信念がチームを成長させた
2年、3年と一緒にプレーしていくうちに、最初は何も言わなかった周りの選手たちが成長し、だんだん意見するようになり、ドゥンガ選手と衝突することも多くなりました。でも、皆勝ちたいという目標は同じ。舌戦を展開するようになってから、明らかにチームは成熟したし、最終的には、ほぼ日本人だけでリーグ優勝を果たすことができた。言い続けることをやめなかったドゥンガ選手の信念や行動が、チームを成長させ、結果につながったのだと思います。
ジュビロ磐田で13年間チームキャプテンを務められましたが、自身では得意な役割でしたか?
いやぁ…。皆の前で挨拶しなければいけないのが、あまり好きではありませんでした。
高校のサッカー部時代にも主将を務めていて、チームメートに「もう、何やってるんだよ!」と文句ばっかり言っていたんです。
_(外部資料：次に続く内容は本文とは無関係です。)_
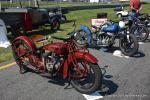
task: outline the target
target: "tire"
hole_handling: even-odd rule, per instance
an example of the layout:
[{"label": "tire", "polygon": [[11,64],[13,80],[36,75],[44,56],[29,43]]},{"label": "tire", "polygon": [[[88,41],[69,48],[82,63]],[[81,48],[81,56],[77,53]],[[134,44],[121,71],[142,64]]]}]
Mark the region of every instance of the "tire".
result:
[{"label": "tire", "polygon": [[60,29],[60,21],[54,20],[51,23],[51,30],[59,30]]},{"label": "tire", "polygon": [[133,56],[139,48],[138,41],[133,34],[125,35],[119,40],[119,47],[126,56]]},{"label": "tire", "polygon": [[[85,73],[87,66],[85,65],[85,61],[77,60],[78,65],[80,64],[80,68],[82,68],[82,74]],[[81,77],[81,74],[75,71],[73,66],[70,66],[70,78],[71,78],[71,85],[80,93],[83,94],[91,94],[95,92],[102,84],[102,72],[98,64],[93,64],[87,62],[89,68],[88,75]],[[72,64],[73,65],[73,64]],[[81,66],[82,65],[82,66]],[[90,71],[89,71],[90,70]],[[93,71],[93,73],[91,72]],[[92,83],[93,82],[93,83]],[[85,84],[84,84],[85,83]]]},{"label": "tire", "polygon": [[149,36],[149,30],[143,26],[132,26],[131,33],[137,37],[139,42],[144,42]]},{"label": "tire", "polygon": [[31,51],[32,49],[32,47],[30,47],[25,41],[21,39],[13,42],[13,57],[20,68],[20,74],[24,74],[26,71],[29,71],[29,68],[24,63],[24,61],[28,60],[28,64],[33,62],[32,56],[30,56],[31,58],[29,58],[28,56],[21,57],[21,55],[25,54],[28,51]]},{"label": "tire", "polygon": [[118,18],[120,18],[120,19],[122,18],[122,15],[121,15],[121,14],[118,14],[117,16],[118,16]]},{"label": "tire", "polygon": [[83,30],[77,30],[75,33],[75,44],[78,47],[86,47],[88,46],[88,37],[87,33],[84,32]]}]

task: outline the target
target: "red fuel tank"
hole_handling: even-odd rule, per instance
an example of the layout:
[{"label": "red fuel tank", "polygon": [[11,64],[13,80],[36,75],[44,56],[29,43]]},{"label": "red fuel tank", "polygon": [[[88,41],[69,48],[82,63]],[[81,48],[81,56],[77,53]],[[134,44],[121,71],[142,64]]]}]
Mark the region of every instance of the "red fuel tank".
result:
[{"label": "red fuel tank", "polygon": [[55,52],[59,55],[64,54],[64,52],[66,51],[64,42],[50,43],[50,44],[45,45],[43,47],[43,49],[46,50],[46,51],[49,51],[49,52]]}]

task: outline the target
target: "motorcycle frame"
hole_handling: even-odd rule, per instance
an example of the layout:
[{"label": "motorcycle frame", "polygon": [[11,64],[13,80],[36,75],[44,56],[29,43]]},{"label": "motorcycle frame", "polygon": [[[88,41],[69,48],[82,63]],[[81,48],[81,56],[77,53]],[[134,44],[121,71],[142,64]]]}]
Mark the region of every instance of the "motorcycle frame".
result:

すると監督から、「皆が萎縮するからガミガミ言うな」と注意を受けたことがあります。「ああ、そうか」と思い、それからあまり感情的にものを言わなくなりました。
Jリーグはプロ集団。プロなら自分で気づくだろうという思いもあったし、自ら発言するようなキャプテンではなかったと思います。
そういう時代を生きてきた
今はどんな組織のリーダーも、メンバーへの言葉の投げ方、接し方一つひとつに気をつける時代になりましたよね。世代に応じた適切な向き合い方もきっとあるんでしょう。それは大事だと思うんです。でも、何だろう…。「甘いな」という気持ちも正直あります。
例えば、「俺たちの時代は」から始まる年配者の助言を毛嫌いする若者も多いでしょう。でも、もし僕が若者にそんな態度を取られたら、「そういう時代を生きてきたんだよ!」と言うでしょうね。「文句を言われないだけの仕事やプレーを見せてみろ」と。
ただし、そう言い切るには、若者との信頼関係をしっかり築いて、先輩である僕がもがいて一所懸命な姿を見せていないと、伝わらないんだろうなと思います。
僕自身、キャプテンの役目を果たすために先頭を走ってきたというよりは、ただ自分の可能性を泥臭く突き詰めることばかりしていたんです。そんな背中を見てくれていた仲間が、後ろからついてきてくれたのかもしれない。それが、僕のキャプテンスタイルだったと思います。